Les personnes âgées en danger

Face au pic attendu en cette fin de semaine, la ministre de la Santé Agnès Buzyn a renouvelé les consignes « vis-à-vis de tous les publics » afin d' « éviter des morts et des passages aux urgences inutiles ». Les personnes âgées sont particulièrement vulnérables, notamment parce qu’elles ont moins que les autres la sensation de soif et de chaleur. Alors la mobilisation est de mise dans les maisons de retraite.

Vous n’avez pas trop chaud ? Vous avez bu ? Vous avez mis le brumisateur ?...

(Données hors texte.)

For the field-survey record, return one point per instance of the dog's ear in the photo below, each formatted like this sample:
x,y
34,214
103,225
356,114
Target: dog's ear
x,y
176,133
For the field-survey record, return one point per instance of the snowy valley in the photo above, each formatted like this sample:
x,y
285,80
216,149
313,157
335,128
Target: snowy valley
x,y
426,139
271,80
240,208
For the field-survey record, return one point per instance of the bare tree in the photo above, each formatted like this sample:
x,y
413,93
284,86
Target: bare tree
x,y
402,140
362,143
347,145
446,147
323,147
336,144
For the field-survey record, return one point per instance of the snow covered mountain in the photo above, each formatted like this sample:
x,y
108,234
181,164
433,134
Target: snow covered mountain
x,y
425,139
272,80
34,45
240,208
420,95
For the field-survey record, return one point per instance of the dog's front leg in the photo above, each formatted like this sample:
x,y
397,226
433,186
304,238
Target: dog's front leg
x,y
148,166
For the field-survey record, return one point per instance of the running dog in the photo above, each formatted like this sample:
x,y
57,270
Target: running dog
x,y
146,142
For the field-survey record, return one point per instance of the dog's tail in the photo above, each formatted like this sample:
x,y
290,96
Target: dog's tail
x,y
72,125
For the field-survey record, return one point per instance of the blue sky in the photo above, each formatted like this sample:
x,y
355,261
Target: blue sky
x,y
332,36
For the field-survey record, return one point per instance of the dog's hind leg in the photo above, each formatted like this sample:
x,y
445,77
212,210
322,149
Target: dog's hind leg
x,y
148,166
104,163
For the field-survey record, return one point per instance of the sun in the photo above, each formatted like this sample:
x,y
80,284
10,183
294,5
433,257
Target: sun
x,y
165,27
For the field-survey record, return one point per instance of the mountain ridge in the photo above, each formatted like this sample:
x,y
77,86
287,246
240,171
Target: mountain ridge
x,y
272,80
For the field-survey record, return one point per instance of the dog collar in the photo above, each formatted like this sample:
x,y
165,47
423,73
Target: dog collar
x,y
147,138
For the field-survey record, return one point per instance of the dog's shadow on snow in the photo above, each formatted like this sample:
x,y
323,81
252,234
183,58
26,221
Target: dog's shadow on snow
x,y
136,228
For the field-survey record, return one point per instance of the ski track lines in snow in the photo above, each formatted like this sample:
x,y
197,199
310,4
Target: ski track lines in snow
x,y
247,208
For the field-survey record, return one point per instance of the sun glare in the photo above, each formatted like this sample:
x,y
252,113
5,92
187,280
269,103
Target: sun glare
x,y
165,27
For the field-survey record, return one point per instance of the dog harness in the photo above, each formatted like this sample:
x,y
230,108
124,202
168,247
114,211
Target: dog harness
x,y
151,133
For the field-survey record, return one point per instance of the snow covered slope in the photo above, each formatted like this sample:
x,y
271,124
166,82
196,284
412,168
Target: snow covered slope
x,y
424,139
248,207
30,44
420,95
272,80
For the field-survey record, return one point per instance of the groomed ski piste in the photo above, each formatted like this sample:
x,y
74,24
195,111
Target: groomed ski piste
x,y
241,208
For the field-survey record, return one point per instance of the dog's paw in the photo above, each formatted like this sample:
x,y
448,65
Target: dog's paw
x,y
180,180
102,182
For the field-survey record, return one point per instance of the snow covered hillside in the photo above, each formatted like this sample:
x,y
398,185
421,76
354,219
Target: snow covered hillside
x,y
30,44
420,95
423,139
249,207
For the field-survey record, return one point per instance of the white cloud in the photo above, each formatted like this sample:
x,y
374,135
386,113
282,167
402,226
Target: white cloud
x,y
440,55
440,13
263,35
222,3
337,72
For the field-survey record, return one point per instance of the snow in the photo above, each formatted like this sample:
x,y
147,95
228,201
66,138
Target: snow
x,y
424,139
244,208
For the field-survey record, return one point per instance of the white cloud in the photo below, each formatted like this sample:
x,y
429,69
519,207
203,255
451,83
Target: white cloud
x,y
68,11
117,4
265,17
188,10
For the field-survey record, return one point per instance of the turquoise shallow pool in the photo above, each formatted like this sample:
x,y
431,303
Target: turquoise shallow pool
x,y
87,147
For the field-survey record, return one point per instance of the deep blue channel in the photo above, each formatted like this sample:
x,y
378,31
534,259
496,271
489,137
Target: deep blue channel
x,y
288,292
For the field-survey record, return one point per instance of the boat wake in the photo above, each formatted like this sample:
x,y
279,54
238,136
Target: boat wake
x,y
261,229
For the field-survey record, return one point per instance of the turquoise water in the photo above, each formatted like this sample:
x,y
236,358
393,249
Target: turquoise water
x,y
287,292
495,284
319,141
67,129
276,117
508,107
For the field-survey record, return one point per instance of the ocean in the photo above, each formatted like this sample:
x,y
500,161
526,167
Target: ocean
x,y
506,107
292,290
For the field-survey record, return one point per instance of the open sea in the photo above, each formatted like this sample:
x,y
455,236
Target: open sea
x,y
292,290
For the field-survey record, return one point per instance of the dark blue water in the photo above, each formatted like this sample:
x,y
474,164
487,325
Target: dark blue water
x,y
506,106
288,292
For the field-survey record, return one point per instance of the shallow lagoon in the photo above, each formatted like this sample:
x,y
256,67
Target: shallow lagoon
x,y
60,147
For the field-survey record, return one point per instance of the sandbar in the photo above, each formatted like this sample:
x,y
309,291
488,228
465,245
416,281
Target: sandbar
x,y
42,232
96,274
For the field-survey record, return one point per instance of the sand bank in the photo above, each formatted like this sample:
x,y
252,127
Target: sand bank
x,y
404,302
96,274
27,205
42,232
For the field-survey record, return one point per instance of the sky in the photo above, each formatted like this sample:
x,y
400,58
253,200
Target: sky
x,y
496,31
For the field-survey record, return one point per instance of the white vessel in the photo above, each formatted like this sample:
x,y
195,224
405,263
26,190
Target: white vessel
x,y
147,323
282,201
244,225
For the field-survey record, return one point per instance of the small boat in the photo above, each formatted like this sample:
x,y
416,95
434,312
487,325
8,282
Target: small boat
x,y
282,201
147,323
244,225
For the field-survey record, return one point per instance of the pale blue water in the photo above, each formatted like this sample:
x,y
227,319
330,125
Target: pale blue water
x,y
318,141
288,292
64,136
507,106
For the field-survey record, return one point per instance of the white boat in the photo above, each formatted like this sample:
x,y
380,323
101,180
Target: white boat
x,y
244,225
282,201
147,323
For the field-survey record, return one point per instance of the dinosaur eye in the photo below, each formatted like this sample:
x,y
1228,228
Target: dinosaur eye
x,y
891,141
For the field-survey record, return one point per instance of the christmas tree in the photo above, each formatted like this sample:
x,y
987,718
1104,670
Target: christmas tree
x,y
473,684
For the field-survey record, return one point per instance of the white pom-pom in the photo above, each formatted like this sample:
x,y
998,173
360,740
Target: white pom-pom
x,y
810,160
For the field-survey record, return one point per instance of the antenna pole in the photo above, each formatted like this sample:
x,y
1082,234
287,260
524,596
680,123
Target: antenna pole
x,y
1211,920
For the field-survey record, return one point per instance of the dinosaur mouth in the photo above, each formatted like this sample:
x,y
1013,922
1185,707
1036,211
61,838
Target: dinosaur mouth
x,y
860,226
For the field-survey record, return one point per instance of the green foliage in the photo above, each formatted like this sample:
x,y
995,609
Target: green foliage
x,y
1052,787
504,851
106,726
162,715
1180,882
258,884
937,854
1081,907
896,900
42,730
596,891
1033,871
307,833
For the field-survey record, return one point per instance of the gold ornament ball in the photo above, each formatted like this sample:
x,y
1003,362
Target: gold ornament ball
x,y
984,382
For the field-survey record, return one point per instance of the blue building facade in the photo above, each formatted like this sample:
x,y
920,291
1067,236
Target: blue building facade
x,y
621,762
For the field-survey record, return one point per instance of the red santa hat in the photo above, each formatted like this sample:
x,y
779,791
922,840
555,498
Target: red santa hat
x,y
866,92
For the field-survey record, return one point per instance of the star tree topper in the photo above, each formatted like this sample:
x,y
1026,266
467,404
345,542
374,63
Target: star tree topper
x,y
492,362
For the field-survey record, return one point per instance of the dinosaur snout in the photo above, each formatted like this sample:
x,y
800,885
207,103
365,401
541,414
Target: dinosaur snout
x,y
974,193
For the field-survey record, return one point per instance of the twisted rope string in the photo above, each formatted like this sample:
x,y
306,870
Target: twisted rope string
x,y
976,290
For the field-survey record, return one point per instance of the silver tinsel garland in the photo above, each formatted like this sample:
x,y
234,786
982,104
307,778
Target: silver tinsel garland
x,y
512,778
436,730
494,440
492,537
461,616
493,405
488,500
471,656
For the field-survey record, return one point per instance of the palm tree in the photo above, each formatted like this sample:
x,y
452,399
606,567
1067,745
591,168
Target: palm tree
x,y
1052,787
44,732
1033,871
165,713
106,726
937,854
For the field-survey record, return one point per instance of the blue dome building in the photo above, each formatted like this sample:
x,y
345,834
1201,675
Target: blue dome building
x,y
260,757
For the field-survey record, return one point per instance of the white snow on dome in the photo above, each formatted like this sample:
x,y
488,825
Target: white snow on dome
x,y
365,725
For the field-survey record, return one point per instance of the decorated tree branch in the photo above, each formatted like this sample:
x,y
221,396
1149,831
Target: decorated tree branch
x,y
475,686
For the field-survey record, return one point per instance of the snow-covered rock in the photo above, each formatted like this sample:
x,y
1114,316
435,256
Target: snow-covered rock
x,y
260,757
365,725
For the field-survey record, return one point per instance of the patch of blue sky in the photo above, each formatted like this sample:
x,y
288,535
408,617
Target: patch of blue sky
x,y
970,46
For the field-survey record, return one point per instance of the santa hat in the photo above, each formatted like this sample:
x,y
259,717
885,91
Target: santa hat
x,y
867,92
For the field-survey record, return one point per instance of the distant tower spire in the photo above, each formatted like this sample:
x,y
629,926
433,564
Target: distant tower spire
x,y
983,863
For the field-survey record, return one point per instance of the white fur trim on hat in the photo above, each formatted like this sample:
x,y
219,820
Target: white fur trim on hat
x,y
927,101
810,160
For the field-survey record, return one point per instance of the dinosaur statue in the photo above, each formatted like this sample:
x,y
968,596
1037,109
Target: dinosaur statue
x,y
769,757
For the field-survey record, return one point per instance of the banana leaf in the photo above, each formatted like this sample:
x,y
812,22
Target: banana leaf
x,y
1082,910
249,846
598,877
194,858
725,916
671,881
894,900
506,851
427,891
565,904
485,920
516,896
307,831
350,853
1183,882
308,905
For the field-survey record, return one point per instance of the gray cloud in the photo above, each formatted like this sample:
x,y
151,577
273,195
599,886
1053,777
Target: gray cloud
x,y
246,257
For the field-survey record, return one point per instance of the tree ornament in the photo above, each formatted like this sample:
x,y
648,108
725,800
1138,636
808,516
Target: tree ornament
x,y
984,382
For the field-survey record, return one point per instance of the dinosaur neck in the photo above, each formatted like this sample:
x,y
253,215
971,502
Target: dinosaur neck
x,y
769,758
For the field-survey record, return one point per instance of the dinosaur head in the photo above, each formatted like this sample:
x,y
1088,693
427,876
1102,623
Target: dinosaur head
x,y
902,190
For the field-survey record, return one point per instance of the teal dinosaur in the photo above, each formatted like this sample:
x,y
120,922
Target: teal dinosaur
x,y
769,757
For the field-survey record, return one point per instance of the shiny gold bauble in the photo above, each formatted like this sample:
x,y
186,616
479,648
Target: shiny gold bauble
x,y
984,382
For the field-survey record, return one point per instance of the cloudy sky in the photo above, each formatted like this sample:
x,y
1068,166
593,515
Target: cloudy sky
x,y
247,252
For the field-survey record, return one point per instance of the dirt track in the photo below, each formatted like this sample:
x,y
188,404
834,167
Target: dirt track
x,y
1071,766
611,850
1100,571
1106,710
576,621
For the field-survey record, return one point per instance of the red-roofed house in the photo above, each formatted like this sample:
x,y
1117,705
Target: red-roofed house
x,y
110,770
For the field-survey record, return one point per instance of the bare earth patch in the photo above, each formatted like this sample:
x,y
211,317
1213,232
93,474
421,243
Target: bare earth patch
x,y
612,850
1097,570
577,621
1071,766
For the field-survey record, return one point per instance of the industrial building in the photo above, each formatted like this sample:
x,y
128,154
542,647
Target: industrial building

A l’Établissement d’hébergement pour personnes âgées dépendantes (Ehpad) Sainte-Lucie à Issy-les-Moulineaux par exemple, la canicule impose une attention de tous les instants. « Il y a des rondes en permanence pour hydrater les gens, explique Mireille Couchard, directrice de l’établissement. Il n’y a pas de clim dans les chambres, il faut veiller à ce que les volets soient baissés la journée, ventiler les chambres la nuit. Ce sont des vigilances du matin jusqu’au soir ».

Il faut dire que les personnes âgées sont beaucoup plus sensibles que les autres à la chaleur. « Le vieillissement en lui-même fait que la personne est plus sensible à la déshydratation, souligne Audrey Guedj, médecin coordonnatrice de l’Ehpad. Il y a moins de papilles gustatives, donc ils n’ont pas cette sensation de sécheresse buccale que nous on a. Au niveau de la peau, au niveau des glandes sudoripares, ils en ont moins. Quand elles sont saturées, ça empêche d’éliminer l’eau du corps et ça fait monter la température ».

Plus généralement, les difficultés s'accroissent dans les hôpitaux, déjà à la peine avec de moins en moins de moyens. Comme à Saint-Antoine, à Paris.

En soins intensifs, il n'y a pas une clim' !

Le défi écologique

En raison des fortes chaleurs, les climatisations tournent à plein régime et un pic de consommation électrique devrait être atteint ce jeudi (58 000 mégawatts vers 13 heures, heure de Paris). Pour faire baisser cette consommation et surtout renouveler les énergies, au sud-ouest de Paris, sur le plateau de Saclay, une installation toute dernière génération vient d'être mise en service.

Sur ces 25 kilomètres de réseau, en plein cœur d'un immense campus universitaire. Chaleur et froid sont couplés. La chaleur dégagée par le système de climatisation est réutilisée pour d'autres besoins comme l'eau chaude par exemple. « Quand on est au sous-sol du bâtiment FL de l’école centrale Supélec, on va faire grâce à des thermofrigos-pompe du chaud à 60° et du froid à  », explique Nicolas Eyraud, directeur de ce projet mené par l‘Établissement public d'aménagement (EPA) de Paris-Saclay.

En pleine canicule, cette installation prend tout son sens, explique Nicolas Eyraud. « Les besoins de climatisation vont aller en augmentant. Et il ne faudrait pas que la stratégie d’adaptation au changement climatique, qui consiste à rafraîchir ou climatiser de plus en plus de bâtiments, se fasse au détriment du réchauffement climatique lui-même. En rejetant la chaleur de façon non coordonnée, ça ne fait qu’amplifier le phénomène de réchauffement climatique ».

Une douzaine de bâtiments sont alimentés en chaud et en froid par ce réseau. Des échanges d'énergies très efficaces, selon Antoine Du Souich, directeur adjoint de l'innovation pour l'aménageur. « L’idée, c’est de créer des espaces vivants, donc un peu denses, qui restent supportables même en période de canicule. On émet quatre fois moins de gaz à effet de serre que pour une production de chaleur et de froid avec par exemple du gaz et des groupes froid ».

Il sera difficile de faire appliquer cette mesure à Marseille...

L'Europe sue à grosses gouttes

Mais la France n'est pas le seul pays du continent à souffrir des fortes chaleurs. Les Balkans sont aussi accablés et le mercure atteindra les 36 degrés à Zagreb. A Milan, en Italie, un sans domicile fixe (SDF) de 72 ans a été retrouvé mort jeudi matin près de la gare centrale, victime d'un malaise dû à la chaleur, selon les autorités.

En Espagne, des centaines de pompiers ont été mobilisés mercredi pour combattre un incendie de forêt en Catalogne (nord-est de l'Espagne) qui a dévasté 3 500 hectares à la faveur de vents violents et de la canicule. « Nous n'avons pas été confrontés à un incendie de cette gravité depuis 20 ans », a estimé le gouvernement régional catalan.